District Judge Teresa Szagun said this morning her sentencing powers were restricted by law and imposed a six month sentence suspended for two years, banned Whiting from using social media and also ordered him to complete 200 hours of unpaid work.
Restraining orders were also put in place so Whiting cannot contact his victims.
Prosecutor Elizabeth Green told the court Whiting had been originally cautioned for similar offences but after the publicity of the case, other women came forward after discovering he had posted photos of them on the porn sites and encouraged men to abuse them.
One of the photos he posted was of a friend with her two-year-old daughter and another was of a 16-year-old girl who was known to him in her school uniform.
Ms Green said that the images of the women Whiting had posted and the comments were still on the websites.
His victims, said Ms Green, had been left distressed, fearful and anxious by the fact their innocent pictures had been uploaded by Whiting and “unspeakable vile and sexual slurs” had been posted by him and other men.
Ms Green said the messages posted by Whiting included encouraging other men to rape the women in the photo and abuse them.
Mr Whiting’s solicitor Noelle Magennis said her client was full of remorse for his actions and he felt disgusted and appalled.
He was, she said, going through a difficult time in his life when he was drinking too much and had suffered a breakdown.
“He extends his heartfelt apologies,” said Miss Maginnes. “It was a moment of madness in a bad period of his life.
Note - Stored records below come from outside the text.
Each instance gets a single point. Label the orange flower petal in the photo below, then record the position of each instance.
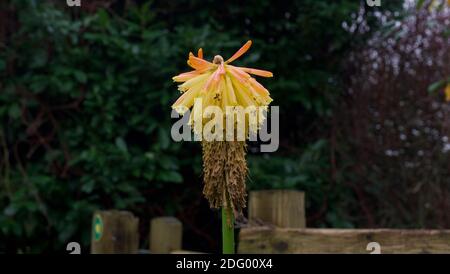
(183, 77)
(240, 52)
(198, 63)
(259, 72)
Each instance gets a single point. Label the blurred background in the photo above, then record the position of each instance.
(85, 96)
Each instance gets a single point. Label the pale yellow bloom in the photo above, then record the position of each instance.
(447, 91)
(220, 84)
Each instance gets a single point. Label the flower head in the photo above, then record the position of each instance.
(220, 84)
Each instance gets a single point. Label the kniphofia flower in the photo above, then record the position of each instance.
(218, 83)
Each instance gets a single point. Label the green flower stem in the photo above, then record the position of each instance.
(227, 231)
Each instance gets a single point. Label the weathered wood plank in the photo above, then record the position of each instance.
(165, 235)
(282, 208)
(281, 240)
(114, 232)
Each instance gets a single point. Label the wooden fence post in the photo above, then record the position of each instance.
(114, 232)
(165, 235)
(282, 208)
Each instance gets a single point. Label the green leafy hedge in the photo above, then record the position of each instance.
(85, 108)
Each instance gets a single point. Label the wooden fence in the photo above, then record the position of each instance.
(276, 225)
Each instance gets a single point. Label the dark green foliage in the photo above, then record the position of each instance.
(85, 110)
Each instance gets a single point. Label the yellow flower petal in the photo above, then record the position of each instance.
(240, 52)
(447, 91)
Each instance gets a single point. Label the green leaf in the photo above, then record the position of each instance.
(120, 143)
(80, 76)
(170, 176)
(436, 86)
(14, 111)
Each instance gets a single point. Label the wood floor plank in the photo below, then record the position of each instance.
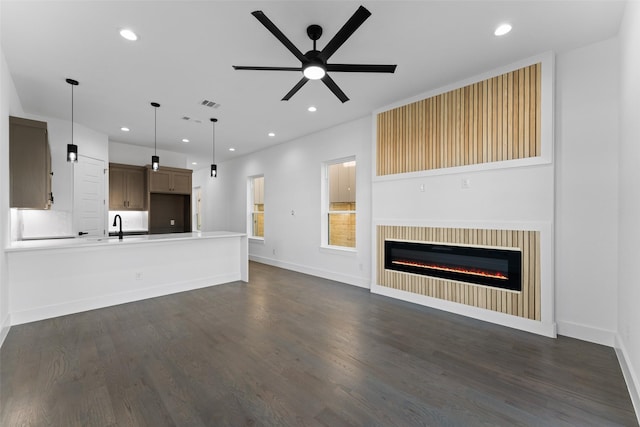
(287, 349)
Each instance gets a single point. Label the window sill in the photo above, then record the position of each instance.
(339, 250)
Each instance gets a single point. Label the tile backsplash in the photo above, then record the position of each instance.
(40, 224)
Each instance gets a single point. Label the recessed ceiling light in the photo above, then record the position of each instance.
(128, 34)
(502, 29)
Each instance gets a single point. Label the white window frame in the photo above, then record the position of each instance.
(324, 209)
(250, 205)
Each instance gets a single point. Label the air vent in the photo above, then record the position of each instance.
(210, 104)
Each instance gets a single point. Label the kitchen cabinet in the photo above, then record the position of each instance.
(127, 187)
(342, 183)
(169, 180)
(29, 164)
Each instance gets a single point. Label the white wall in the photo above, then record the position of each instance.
(628, 342)
(9, 105)
(292, 173)
(140, 156)
(587, 192)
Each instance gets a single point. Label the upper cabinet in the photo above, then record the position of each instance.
(29, 164)
(169, 180)
(127, 187)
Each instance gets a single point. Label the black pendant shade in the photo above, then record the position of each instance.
(72, 149)
(155, 160)
(214, 167)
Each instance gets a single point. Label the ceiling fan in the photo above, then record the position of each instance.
(314, 64)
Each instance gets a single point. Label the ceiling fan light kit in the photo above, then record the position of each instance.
(314, 64)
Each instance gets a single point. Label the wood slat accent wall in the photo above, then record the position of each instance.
(523, 304)
(493, 120)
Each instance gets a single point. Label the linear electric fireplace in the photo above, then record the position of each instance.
(488, 266)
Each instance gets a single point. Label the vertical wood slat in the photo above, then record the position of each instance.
(523, 304)
(493, 120)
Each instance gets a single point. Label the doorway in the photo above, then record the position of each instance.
(88, 197)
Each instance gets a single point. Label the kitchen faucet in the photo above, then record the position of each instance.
(114, 224)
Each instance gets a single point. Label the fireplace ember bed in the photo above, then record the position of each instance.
(497, 267)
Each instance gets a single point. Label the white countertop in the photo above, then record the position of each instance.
(79, 242)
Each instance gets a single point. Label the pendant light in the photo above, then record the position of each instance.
(214, 167)
(72, 149)
(155, 160)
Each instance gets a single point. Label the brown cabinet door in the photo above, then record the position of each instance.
(127, 189)
(160, 181)
(117, 189)
(29, 164)
(136, 191)
(181, 183)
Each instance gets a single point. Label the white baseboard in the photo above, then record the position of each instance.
(71, 307)
(630, 377)
(4, 328)
(586, 333)
(528, 325)
(318, 272)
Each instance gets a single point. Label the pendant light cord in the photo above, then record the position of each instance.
(72, 114)
(155, 131)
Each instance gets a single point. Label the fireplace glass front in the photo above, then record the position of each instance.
(488, 266)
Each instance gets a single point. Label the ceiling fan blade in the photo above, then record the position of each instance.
(361, 68)
(250, 67)
(333, 87)
(345, 32)
(260, 16)
(296, 88)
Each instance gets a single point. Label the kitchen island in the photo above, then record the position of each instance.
(50, 278)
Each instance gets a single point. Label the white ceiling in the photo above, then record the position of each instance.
(186, 49)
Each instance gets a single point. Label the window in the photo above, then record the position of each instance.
(340, 203)
(256, 202)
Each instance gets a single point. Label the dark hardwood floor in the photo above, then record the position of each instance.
(290, 349)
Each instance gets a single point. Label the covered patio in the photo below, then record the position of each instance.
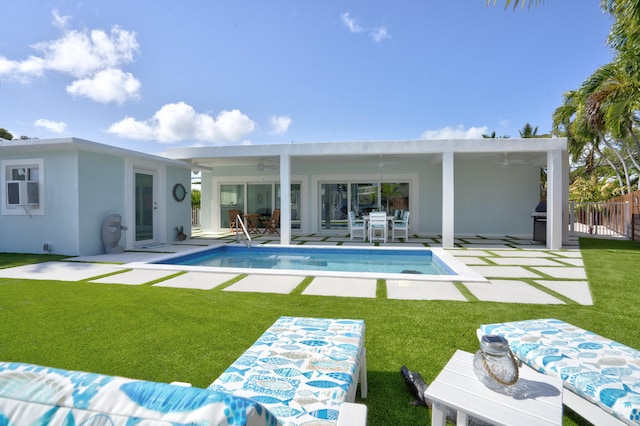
(453, 188)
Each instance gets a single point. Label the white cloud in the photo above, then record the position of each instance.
(53, 126)
(179, 121)
(350, 23)
(93, 58)
(457, 132)
(111, 85)
(279, 124)
(377, 34)
(60, 21)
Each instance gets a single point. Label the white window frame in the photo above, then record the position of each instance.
(21, 210)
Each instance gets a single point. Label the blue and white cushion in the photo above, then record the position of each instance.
(37, 395)
(600, 370)
(301, 369)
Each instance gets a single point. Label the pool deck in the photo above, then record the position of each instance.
(518, 271)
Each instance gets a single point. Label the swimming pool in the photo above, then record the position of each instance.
(374, 262)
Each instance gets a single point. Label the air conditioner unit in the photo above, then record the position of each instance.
(22, 193)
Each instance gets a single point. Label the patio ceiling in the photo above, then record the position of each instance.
(538, 159)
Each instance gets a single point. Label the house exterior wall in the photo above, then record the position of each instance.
(82, 183)
(101, 193)
(491, 200)
(178, 212)
(58, 225)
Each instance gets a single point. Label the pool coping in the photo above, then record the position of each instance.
(463, 272)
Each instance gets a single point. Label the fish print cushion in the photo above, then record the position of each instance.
(600, 370)
(301, 369)
(36, 395)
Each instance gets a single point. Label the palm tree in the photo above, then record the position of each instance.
(528, 131)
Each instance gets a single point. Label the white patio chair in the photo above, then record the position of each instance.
(400, 227)
(356, 227)
(378, 226)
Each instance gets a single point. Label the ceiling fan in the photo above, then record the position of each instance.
(506, 162)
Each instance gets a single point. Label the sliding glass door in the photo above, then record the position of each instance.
(337, 199)
(261, 199)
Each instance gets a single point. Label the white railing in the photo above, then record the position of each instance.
(606, 219)
(240, 224)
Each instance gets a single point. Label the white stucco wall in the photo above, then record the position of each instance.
(491, 200)
(59, 223)
(100, 187)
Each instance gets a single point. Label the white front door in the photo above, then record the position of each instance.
(146, 207)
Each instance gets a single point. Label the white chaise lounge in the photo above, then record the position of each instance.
(601, 377)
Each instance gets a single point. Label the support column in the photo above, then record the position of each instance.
(285, 199)
(555, 218)
(448, 193)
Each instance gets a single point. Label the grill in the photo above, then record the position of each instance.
(539, 216)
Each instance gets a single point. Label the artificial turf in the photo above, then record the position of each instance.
(166, 334)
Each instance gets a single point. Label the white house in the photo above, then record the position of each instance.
(56, 193)
(452, 187)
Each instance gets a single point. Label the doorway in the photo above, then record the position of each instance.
(146, 207)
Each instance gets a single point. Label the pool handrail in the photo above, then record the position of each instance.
(247, 240)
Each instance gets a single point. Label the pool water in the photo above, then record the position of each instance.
(317, 259)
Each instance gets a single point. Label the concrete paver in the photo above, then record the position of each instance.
(282, 284)
(504, 272)
(134, 277)
(563, 272)
(62, 271)
(197, 280)
(566, 276)
(575, 290)
(345, 287)
(421, 290)
(524, 261)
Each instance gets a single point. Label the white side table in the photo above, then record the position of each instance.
(537, 398)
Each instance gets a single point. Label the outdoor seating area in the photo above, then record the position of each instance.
(298, 357)
(324, 357)
(379, 226)
(260, 367)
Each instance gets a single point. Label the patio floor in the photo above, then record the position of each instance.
(518, 272)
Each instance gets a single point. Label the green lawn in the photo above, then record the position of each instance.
(167, 334)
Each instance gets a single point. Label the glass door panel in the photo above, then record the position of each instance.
(146, 207)
(296, 218)
(364, 198)
(334, 201)
(395, 196)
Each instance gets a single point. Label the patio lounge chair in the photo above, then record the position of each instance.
(400, 227)
(304, 371)
(271, 226)
(356, 227)
(378, 226)
(598, 373)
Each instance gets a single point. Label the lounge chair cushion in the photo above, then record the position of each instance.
(301, 369)
(598, 369)
(36, 395)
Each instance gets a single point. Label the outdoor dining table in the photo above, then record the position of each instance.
(251, 222)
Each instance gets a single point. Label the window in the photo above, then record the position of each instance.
(22, 183)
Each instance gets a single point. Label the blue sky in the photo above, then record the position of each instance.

He has no idea why he died it.”
Miss Maginnes said Whiting had contemplated suicide, had been disowned by his friends and barely left his house.
But District Judge Szagun said that what Whiting had done with innocuous photos of the women “defied belief” and the words he used were “evil, aggressive sexual fantasies”.
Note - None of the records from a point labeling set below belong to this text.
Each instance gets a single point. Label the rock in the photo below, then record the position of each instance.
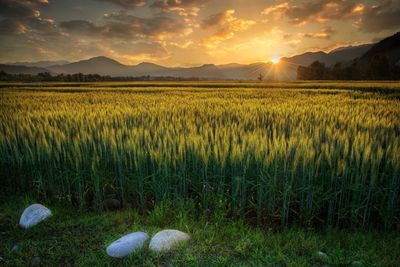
(127, 244)
(36, 261)
(33, 215)
(111, 204)
(166, 239)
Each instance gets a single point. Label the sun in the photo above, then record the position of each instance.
(275, 59)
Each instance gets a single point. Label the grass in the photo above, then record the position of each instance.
(274, 154)
(79, 238)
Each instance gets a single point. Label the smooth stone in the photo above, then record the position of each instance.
(127, 244)
(33, 215)
(166, 239)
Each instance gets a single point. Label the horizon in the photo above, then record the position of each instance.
(188, 33)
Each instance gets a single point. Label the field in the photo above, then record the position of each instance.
(249, 158)
(278, 154)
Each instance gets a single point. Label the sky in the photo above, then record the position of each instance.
(188, 32)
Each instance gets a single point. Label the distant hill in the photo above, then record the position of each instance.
(97, 65)
(286, 70)
(379, 62)
(388, 47)
(338, 55)
(16, 69)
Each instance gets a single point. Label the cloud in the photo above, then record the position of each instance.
(23, 17)
(124, 26)
(227, 25)
(170, 4)
(82, 27)
(20, 8)
(315, 11)
(376, 18)
(12, 27)
(325, 33)
(127, 3)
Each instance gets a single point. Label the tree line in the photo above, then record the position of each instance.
(377, 68)
(80, 77)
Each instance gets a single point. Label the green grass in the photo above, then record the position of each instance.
(79, 238)
(278, 154)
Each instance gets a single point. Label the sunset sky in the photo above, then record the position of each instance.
(187, 32)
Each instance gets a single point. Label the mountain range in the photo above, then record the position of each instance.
(284, 71)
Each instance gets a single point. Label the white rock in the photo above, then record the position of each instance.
(33, 215)
(166, 239)
(127, 244)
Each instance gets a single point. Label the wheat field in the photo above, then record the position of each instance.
(306, 154)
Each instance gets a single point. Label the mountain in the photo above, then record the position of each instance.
(40, 64)
(97, 65)
(16, 69)
(284, 71)
(338, 55)
(388, 47)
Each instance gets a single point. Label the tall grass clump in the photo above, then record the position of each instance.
(310, 157)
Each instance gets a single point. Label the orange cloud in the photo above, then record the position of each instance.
(227, 25)
(320, 11)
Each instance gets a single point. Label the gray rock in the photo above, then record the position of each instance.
(33, 215)
(127, 244)
(36, 261)
(166, 239)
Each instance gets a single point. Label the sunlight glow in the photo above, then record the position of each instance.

He had, said the judge, used the photos to cause disgust and utter humiliation.
“This violation and degradation of women demands to be punished,” said the judge, who also ordered Whiting to pay for the images to be taken down with supervision from the police.
She also commended Whitings victims, some of whom were in court this morning.
Their victim impact statements were, she said, powerful and she hoped would encourage other women to speak up about injustices and against the degradation of women.
After the court hearing his victims said they were disappointed he had not received an immediate prison sentence.
The women also turned down any compensation from Whiting.